Next.checkpoint_progress.total_docs remains empty after first checkpoint

Hi,

We have defined a continuous transform job in Elastic Cloud, using a scripted group_by. We were previously bitten by this bug so we have upgraded Kibana to 7.9.2, and I recreated the transform job from scratch just to be sure.

Everything works fine until the first checkpoint. In the UI we can see the progress (number of document to process, progress percentage...). Then after the first checkpoint, all checkpointing "details" are empty:
image

Looking at the destination index, I can see that new documents are slowly coming, but I wonder if there is not a perf issue, because they seems to never "catching up". When creating the transform job, doing the first checkpoint (almost 3 years of history, 146M docs) took 2-3 days. Then I would expect the next checkpoint to be very quick, since it only has to process the documents added in the meantime during the last 2-3 days (1M docs).

Is there any perf issue when using a scripted group_by?

Here is the "stats" if that may help:

Another suspicious thing is that number of "document_processed" seems to increase more than the number of docs we have in the source index.

1 Like

Did you upgraded the whole stack? You need elasticsearch >= 7.9.2 as this was a backend issue.

Using scripts in group_by comes with a cost, a non-scripted group_by is definitely cheaper, however that does not mean you have a performance issue. This depends on other factors, e.g. your other group_by's if you have any.

Do the stats change? Do you see that it's "moving"?

This is normal, transform might need to re-process data, so it will visit source documents again.
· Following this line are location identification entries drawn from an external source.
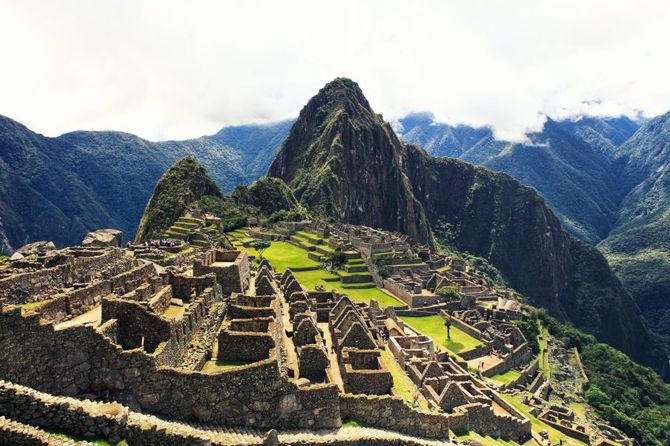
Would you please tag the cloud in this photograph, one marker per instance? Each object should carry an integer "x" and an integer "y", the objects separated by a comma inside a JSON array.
[{"x": 168, "y": 69}]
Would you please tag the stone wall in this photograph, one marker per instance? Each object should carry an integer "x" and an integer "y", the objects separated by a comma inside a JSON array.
[
  {"x": 27, "y": 287},
  {"x": 137, "y": 326},
  {"x": 79, "y": 361},
  {"x": 519, "y": 356},
  {"x": 234, "y": 277},
  {"x": 244, "y": 346},
  {"x": 183, "y": 286},
  {"x": 26, "y": 406},
  {"x": 388, "y": 412}
]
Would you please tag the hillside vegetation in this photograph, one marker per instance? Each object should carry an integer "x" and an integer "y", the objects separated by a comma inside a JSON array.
[{"x": 344, "y": 163}]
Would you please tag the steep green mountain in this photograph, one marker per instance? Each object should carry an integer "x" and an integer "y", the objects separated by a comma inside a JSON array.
[
  {"x": 576, "y": 179},
  {"x": 185, "y": 182},
  {"x": 570, "y": 163},
  {"x": 343, "y": 161},
  {"x": 187, "y": 185},
  {"x": 271, "y": 198},
  {"x": 61, "y": 188},
  {"x": 639, "y": 246},
  {"x": 604, "y": 134}
]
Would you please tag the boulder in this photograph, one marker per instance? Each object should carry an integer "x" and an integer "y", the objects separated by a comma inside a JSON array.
[
  {"x": 103, "y": 238},
  {"x": 40, "y": 247}
]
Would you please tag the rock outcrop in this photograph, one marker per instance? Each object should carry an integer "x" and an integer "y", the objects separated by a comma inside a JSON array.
[{"x": 103, "y": 238}]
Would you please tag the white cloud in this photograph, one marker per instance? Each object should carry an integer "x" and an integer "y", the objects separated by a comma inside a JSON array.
[{"x": 168, "y": 69}]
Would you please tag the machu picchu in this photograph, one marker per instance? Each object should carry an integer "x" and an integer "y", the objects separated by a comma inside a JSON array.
[{"x": 362, "y": 293}]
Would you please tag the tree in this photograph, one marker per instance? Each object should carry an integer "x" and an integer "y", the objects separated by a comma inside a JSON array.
[
  {"x": 337, "y": 258},
  {"x": 260, "y": 246},
  {"x": 448, "y": 292}
]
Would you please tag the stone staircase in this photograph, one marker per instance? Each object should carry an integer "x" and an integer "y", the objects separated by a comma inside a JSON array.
[
  {"x": 205, "y": 434},
  {"x": 15, "y": 433}
]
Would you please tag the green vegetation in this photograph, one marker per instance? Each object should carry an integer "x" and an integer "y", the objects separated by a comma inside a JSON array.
[
  {"x": 351, "y": 422},
  {"x": 260, "y": 246},
  {"x": 185, "y": 182},
  {"x": 32, "y": 305},
  {"x": 215, "y": 366},
  {"x": 174, "y": 312},
  {"x": 554, "y": 435},
  {"x": 271, "y": 199},
  {"x": 222, "y": 207},
  {"x": 434, "y": 327},
  {"x": 448, "y": 292},
  {"x": 630, "y": 396},
  {"x": 283, "y": 255},
  {"x": 530, "y": 327},
  {"x": 507, "y": 377}
]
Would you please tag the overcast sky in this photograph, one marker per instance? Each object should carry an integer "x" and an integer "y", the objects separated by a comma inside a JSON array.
[{"x": 174, "y": 70}]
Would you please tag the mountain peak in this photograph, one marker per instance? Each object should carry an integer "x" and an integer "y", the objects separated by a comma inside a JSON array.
[{"x": 183, "y": 183}]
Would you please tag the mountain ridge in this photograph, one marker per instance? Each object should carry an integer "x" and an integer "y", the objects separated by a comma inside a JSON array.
[{"x": 490, "y": 215}]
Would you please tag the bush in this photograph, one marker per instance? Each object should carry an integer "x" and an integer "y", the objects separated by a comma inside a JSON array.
[
  {"x": 448, "y": 292},
  {"x": 336, "y": 259}
]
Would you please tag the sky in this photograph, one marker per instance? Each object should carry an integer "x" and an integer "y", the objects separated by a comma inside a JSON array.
[{"x": 177, "y": 69}]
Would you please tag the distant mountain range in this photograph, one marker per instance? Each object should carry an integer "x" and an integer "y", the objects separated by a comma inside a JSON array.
[
  {"x": 344, "y": 163},
  {"x": 60, "y": 188},
  {"x": 606, "y": 179}
]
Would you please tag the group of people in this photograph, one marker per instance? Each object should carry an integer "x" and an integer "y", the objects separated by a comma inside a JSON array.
[{"x": 154, "y": 243}]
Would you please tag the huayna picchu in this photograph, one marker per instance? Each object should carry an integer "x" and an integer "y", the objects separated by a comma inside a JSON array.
[{"x": 363, "y": 293}]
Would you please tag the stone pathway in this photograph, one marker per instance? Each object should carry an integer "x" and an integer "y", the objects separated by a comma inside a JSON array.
[
  {"x": 332, "y": 356},
  {"x": 244, "y": 436}
]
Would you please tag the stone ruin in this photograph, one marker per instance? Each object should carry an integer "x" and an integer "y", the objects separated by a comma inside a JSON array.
[
  {"x": 218, "y": 341},
  {"x": 361, "y": 366}
]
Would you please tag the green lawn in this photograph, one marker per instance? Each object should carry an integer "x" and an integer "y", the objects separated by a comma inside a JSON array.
[
  {"x": 310, "y": 279},
  {"x": 351, "y": 422},
  {"x": 507, "y": 377},
  {"x": 174, "y": 312},
  {"x": 537, "y": 425},
  {"x": 403, "y": 386},
  {"x": 434, "y": 327},
  {"x": 217, "y": 366},
  {"x": 282, "y": 255},
  {"x": 32, "y": 305}
]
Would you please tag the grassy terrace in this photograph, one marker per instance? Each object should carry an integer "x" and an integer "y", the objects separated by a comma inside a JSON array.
[
  {"x": 218, "y": 365},
  {"x": 507, "y": 377},
  {"x": 174, "y": 312},
  {"x": 537, "y": 425},
  {"x": 433, "y": 326},
  {"x": 282, "y": 255}
]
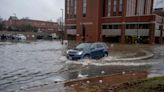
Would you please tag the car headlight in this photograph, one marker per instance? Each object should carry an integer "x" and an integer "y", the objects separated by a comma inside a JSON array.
[{"x": 80, "y": 53}]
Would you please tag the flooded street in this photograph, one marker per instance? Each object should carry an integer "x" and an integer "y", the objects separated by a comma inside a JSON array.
[{"x": 28, "y": 65}]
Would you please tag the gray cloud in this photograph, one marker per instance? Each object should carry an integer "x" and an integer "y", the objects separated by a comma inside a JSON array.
[
  {"x": 39, "y": 9},
  {"x": 159, "y": 3},
  {"x": 35, "y": 9}
]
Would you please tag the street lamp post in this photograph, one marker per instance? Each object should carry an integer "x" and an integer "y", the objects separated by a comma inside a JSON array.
[{"x": 62, "y": 27}]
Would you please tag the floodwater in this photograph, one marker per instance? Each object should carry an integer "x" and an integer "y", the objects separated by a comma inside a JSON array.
[{"x": 28, "y": 65}]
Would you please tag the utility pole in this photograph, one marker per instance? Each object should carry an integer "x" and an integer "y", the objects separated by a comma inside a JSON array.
[{"x": 62, "y": 27}]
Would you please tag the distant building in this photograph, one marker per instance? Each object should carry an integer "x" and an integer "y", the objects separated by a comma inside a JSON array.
[
  {"x": 113, "y": 21},
  {"x": 40, "y": 26},
  {"x": 159, "y": 11}
]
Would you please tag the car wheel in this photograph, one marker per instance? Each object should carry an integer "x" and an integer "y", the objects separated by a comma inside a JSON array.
[
  {"x": 86, "y": 57},
  {"x": 106, "y": 54}
]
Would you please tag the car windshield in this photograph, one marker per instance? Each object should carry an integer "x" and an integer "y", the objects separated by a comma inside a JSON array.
[{"x": 83, "y": 45}]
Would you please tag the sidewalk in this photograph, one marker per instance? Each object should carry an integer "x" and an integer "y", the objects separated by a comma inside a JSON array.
[{"x": 130, "y": 52}]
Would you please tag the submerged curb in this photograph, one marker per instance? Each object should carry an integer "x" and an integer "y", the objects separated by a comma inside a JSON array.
[{"x": 148, "y": 55}]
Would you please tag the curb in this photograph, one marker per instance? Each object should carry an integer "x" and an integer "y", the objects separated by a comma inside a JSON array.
[{"x": 148, "y": 55}]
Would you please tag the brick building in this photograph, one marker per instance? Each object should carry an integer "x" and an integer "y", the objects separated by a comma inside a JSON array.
[
  {"x": 113, "y": 21},
  {"x": 41, "y": 26},
  {"x": 159, "y": 11}
]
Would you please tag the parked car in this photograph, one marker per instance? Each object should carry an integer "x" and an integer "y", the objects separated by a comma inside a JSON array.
[
  {"x": 88, "y": 51},
  {"x": 20, "y": 37}
]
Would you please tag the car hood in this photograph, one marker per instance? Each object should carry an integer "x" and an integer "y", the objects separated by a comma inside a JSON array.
[{"x": 75, "y": 50}]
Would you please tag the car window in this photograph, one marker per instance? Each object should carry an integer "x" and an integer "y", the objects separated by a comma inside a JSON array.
[
  {"x": 99, "y": 46},
  {"x": 83, "y": 45}
]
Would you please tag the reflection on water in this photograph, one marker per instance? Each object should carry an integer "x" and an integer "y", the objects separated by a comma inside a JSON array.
[{"x": 25, "y": 65}]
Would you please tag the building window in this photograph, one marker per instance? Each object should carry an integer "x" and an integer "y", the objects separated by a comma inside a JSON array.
[
  {"x": 109, "y": 7},
  {"x": 103, "y": 7},
  {"x": 75, "y": 8},
  {"x": 68, "y": 8},
  {"x": 115, "y": 8},
  {"x": 120, "y": 8},
  {"x": 71, "y": 27},
  {"x": 84, "y": 8},
  {"x": 111, "y": 26}
]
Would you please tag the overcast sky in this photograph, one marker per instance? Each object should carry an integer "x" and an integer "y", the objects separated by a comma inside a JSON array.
[{"x": 38, "y": 9}]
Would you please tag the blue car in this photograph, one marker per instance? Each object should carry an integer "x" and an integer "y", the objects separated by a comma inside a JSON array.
[{"x": 88, "y": 51}]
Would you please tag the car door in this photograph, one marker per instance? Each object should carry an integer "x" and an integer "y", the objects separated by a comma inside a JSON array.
[
  {"x": 96, "y": 51},
  {"x": 100, "y": 50},
  {"x": 93, "y": 52}
]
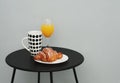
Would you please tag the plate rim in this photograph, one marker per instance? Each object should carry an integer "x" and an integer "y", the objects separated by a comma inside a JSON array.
[{"x": 54, "y": 62}]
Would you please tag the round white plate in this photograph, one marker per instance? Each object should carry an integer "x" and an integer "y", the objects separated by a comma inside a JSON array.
[{"x": 63, "y": 59}]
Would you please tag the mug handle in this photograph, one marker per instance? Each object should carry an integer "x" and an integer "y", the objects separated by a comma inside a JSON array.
[{"x": 24, "y": 44}]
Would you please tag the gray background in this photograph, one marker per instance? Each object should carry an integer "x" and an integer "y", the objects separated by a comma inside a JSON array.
[{"x": 91, "y": 27}]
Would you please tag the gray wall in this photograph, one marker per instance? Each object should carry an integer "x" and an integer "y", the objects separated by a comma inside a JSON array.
[{"x": 91, "y": 27}]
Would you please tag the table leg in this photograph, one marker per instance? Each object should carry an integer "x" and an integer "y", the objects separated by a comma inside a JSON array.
[
  {"x": 13, "y": 75},
  {"x": 74, "y": 71},
  {"x": 51, "y": 77},
  {"x": 38, "y": 77}
]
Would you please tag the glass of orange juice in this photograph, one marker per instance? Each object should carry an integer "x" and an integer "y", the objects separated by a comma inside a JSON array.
[{"x": 47, "y": 29}]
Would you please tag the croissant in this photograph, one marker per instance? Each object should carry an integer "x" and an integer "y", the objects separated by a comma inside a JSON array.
[{"x": 48, "y": 55}]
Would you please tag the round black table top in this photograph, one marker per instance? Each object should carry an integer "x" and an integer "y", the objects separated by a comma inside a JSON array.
[{"x": 22, "y": 59}]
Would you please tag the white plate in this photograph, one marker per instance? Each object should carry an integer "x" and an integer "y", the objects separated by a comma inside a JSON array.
[{"x": 63, "y": 59}]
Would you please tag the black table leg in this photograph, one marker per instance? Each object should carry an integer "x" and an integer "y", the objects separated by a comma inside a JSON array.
[
  {"x": 38, "y": 77},
  {"x": 74, "y": 71},
  {"x": 13, "y": 75},
  {"x": 51, "y": 77}
]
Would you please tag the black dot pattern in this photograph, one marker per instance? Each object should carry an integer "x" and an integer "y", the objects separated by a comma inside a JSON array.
[{"x": 35, "y": 43}]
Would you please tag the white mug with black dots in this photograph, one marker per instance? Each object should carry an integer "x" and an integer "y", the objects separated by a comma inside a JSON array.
[{"x": 34, "y": 44}]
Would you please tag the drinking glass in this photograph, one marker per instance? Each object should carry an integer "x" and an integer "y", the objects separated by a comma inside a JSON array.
[{"x": 47, "y": 29}]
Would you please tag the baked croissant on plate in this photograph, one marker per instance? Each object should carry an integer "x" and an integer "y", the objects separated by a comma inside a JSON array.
[{"x": 48, "y": 55}]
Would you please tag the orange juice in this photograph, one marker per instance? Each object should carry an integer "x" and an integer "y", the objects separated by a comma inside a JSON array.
[{"x": 47, "y": 29}]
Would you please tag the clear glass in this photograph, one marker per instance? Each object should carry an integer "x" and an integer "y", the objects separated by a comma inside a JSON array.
[{"x": 47, "y": 29}]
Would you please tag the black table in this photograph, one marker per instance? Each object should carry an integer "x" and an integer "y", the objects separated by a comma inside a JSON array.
[{"x": 22, "y": 59}]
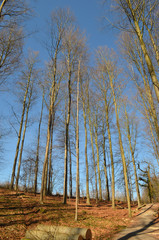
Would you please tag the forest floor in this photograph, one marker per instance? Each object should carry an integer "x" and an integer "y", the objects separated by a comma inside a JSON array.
[{"x": 21, "y": 211}]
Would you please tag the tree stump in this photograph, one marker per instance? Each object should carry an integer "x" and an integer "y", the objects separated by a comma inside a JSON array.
[{"x": 46, "y": 232}]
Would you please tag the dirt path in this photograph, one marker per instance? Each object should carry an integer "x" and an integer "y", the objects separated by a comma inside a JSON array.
[{"x": 145, "y": 226}]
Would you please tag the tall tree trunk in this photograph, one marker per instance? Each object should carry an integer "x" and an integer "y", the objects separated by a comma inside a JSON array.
[
  {"x": 20, "y": 129},
  {"x": 51, "y": 113},
  {"x": 133, "y": 159},
  {"x": 145, "y": 52},
  {"x": 111, "y": 153},
  {"x": 98, "y": 165},
  {"x": 86, "y": 155},
  {"x": 70, "y": 170},
  {"x": 38, "y": 145},
  {"x": 105, "y": 167},
  {"x": 66, "y": 139},
  {"x": 42, "y": 193},
  {"x": 121, "y": 148},
  {"x": 23, "y": 138},
  {"x": 77, "y": 146},
  {"x": 50, "y": 158},
  {"x": 94, "y": 163}
]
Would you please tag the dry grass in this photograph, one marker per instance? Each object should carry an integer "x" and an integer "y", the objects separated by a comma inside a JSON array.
[{"x": 22, "y": 211}]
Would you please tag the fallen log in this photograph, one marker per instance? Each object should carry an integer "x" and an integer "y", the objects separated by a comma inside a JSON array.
[
  {"x": 49, "y": 232},
  {"x": 43, "y": 235},
  {"x": 84, "y": 232}
]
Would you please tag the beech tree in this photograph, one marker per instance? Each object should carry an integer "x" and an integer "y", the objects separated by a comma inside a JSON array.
[
  {"x": 112, "y": 72},
  {"x": 84, "y": 89},
  {"x": 12, "y": 15},
  {"x": 100, "y": 77},
  {"x": 27, "y": 77},
  {"x": 58, "y": 25},
  {"x": 141, "y": 18}
]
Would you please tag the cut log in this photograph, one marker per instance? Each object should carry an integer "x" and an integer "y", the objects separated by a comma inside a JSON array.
[
  {"x": 44, "y": 235},
  {"x": 84, "y": 232}
]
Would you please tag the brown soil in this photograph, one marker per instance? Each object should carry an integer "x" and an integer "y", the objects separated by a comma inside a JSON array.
[{"x": 21, "y": 211}]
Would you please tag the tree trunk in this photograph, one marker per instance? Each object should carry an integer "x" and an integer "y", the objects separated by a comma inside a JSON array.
[
  {"x": 77, "y": 146},
  {"x": 94, "y": 163},
  {"x": 121, "y": 149},
  {"x": 86, "y": 155},
  {"x": 70, "y": 168},
  {"x": 20, "y": 129},
  {"x": 133, "y": 159},
  {"x": 37, "y": 149},
  {"x": 111, "y": 153},
  {"x": 66, "y": 139},
  {"x": 98, "y": 165},
  {"x": 50, "y": 158},
  {"x": 24, "y": 131},
  {"x": 105, "y": 168}
]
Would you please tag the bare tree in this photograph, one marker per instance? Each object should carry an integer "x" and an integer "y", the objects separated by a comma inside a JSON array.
[
  {"x": 141, "y": 18},
  {"x": 30, "y": 63},
  {"x": 100, "y": 77},
  {"x": 59, "y": 23}
]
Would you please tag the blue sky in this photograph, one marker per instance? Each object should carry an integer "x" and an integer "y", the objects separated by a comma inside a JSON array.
[{"x": 88, "y": 14}]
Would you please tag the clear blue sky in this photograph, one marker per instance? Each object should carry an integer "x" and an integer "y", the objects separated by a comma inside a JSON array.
[{"x": 88, "y": 14}]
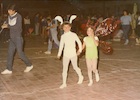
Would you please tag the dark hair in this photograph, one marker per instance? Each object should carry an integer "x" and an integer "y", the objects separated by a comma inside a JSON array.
[{"x": 12, "y": 7}]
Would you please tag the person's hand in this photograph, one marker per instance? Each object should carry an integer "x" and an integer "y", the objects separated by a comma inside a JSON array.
[
  {"x": 78, "y": 53},
  {"x": 58, "y": 57},
  {"x": 4, "y": 26}
]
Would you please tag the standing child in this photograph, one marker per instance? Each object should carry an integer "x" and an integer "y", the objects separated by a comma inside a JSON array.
[
  {"x": 91, "y": 43},
  {"x": 68, "y": 42}
]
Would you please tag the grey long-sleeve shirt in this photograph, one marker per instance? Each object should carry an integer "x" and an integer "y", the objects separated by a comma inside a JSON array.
[{"x": 15, "y": 25}]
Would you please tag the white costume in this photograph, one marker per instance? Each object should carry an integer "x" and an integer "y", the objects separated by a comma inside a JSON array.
[{"x": 68, "y": 43}]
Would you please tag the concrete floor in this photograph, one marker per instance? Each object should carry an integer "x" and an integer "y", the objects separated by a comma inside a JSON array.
[{"x": 119, "y": 75}]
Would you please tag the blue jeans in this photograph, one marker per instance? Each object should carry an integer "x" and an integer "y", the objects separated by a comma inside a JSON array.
[{"x": 16, "y": 43}]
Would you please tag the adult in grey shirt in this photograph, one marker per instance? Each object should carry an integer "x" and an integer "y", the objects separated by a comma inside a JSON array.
[
  {"x": 126, "y": 25},
  {"x": 14, "y": 23}
]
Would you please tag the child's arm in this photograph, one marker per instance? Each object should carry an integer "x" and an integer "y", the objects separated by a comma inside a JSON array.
[
  {"x": 60, "y": 47},
  {"x": 96, "y": 40},
  {"x": 83, "y": 46}
]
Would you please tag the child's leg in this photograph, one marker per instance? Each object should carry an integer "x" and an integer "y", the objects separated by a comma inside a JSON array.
[
  {"x": 77, "y": 69},
  {"x": 64, "y": 73},
  {"x": 89, "y": 67},
  {"x": 94, "y": 69}
]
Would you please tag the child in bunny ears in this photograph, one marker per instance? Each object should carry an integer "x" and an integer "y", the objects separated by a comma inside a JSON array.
[
  {"x": 91, "y": 42},
  {"x": 67, "y": 42}
]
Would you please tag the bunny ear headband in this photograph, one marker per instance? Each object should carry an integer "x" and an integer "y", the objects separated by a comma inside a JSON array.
[{"x": 59, "y": 18}]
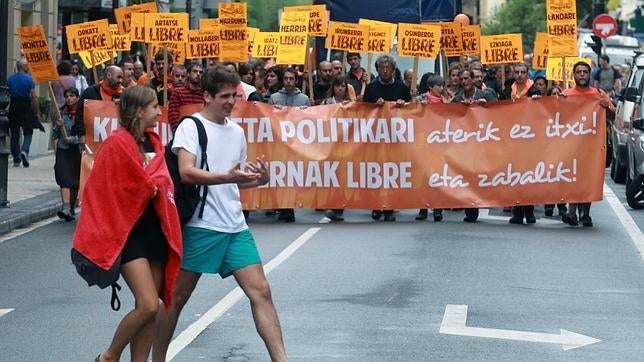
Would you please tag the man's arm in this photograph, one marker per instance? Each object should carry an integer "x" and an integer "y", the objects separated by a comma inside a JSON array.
[{"x": 193, "y": 175}]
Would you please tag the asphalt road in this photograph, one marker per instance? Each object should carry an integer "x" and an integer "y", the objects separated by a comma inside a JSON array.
[{"x": 365, "y": 291}]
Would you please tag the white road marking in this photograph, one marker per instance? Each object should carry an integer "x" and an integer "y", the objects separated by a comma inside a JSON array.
[
  {"x": 626, "y": 219},
  {"x": 455, "y": 318},
  {"x": 189, "y": 334},
  {"x": 18, "y": 232}
]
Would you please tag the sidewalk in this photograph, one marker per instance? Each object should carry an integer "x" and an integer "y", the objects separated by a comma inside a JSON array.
[{"x": 32, "y": 193}]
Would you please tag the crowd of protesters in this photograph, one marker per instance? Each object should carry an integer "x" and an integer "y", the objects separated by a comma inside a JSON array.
[{"x": 467, "y": 81}]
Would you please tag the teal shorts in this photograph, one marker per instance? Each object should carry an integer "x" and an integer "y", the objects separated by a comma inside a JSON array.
[{"x": 212, "y": 252}]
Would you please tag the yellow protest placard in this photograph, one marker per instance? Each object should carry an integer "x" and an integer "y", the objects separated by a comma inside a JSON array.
[
  {"x": 499, "y": 49},
  {"x": 98, "y": 57},
  {"x": 232, "y": 32},
  {"x": 318, "y": 18},
  {"x": 266, "y": 45},
  {"x": 561, "y": 23},
  {"x": 293, "y": 37},
  {"x": 137, "y": 27},
  {"x": 451, "y": 38},
  {"x": 124, "y": 15},
  {"x": 556, "y": 68},
  {"x": 33, "y": 43},
  {"x": 471, "y": 39},
  {"x": 233, "y": 15},
  {"x": 119, "y": 42},
  {"x": 91, "y": 35},
  {"x": 540, "y": 54},
  {"x": 176, "y": 51},
  {"x": 209, "y": 24},
  {"x": 419, "y": 40},
  {"x": 347, "y": 36},
  {"x": 250, "y": 37},
  {"x": 166, "y": 27},
  {"x": 203, "y": 44}
]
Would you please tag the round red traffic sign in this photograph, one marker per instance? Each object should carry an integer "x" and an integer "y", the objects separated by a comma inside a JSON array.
[{"x": 604, "y": 26}]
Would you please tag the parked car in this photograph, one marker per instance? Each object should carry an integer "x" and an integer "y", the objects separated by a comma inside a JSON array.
[{"x": 620, "y": 127}]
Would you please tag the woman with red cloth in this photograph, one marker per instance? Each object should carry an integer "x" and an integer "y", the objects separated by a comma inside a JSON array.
[{"x": 129, "y": 210}]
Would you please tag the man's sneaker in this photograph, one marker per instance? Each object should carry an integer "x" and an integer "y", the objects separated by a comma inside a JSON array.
[
  {"x": 586, "y": 221},
  {"x": 570, "y": 219},
  {"x": 24, "y": 159}
]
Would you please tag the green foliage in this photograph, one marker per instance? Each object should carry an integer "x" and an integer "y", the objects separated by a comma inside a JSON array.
[
  {"x": 262, "y": 14},
  {"x": 527, "y": 17}
]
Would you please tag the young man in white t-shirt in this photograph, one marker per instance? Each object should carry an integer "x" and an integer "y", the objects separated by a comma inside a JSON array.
[{"x": 220, "y": 242}]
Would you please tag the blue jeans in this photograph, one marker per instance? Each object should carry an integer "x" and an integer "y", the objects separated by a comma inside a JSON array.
[{"x": 15, "y": 141}]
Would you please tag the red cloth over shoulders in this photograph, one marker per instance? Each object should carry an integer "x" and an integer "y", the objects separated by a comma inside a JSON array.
[{"x": 117, "y": 192}]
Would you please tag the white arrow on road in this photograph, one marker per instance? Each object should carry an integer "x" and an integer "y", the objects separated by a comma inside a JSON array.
[{"x": 456, "y": 316}]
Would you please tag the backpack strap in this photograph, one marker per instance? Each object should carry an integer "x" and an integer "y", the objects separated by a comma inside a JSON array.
[{"x": 203, "y": 143}]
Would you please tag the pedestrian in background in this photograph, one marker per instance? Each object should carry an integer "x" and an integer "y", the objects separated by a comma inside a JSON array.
[
  {"x": 23, "y": 112},
  {"x": 68, "y": 155},
  {"x": 128, "y": 209}
]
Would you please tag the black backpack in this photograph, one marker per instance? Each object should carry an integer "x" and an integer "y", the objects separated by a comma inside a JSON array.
[{"x": 187, "y": 196}]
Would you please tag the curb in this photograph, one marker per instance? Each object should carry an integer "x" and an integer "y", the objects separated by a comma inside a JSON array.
[{"x": 26, "y": 212}]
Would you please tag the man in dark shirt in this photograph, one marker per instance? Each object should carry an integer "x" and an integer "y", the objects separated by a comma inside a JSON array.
[
  {"x": 357, "y": 76},
  {"x": 321, "y": 87},
  {"x": 386, "y": 88},
  {"x": 23, "y": 112}
]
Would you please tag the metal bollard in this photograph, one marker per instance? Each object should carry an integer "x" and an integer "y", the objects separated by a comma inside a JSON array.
[{"x": 4, "y": 148}]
This highly depends on the transform job.

Can you share relevant parts of your config?

As cloud customer I suggest to make use of support, they can help gathering relevant information. Based on the information given, I can't give any advice, I need at least the configuration and the raw output of GET _transform/{id}/_stats.

Hi @Hendrik_Muhs

Yes, ES is also 7.9.2.

Yes, I see documents_processed increasing. But the second checkpoint has still not being completed.

The source index is made of daily "pings" coming from our "entities". The particularity is that the only field that we can consider as "id" for our entity is a timestamp (let's call it "creation_time"). Each entity is sending a ping every 24h.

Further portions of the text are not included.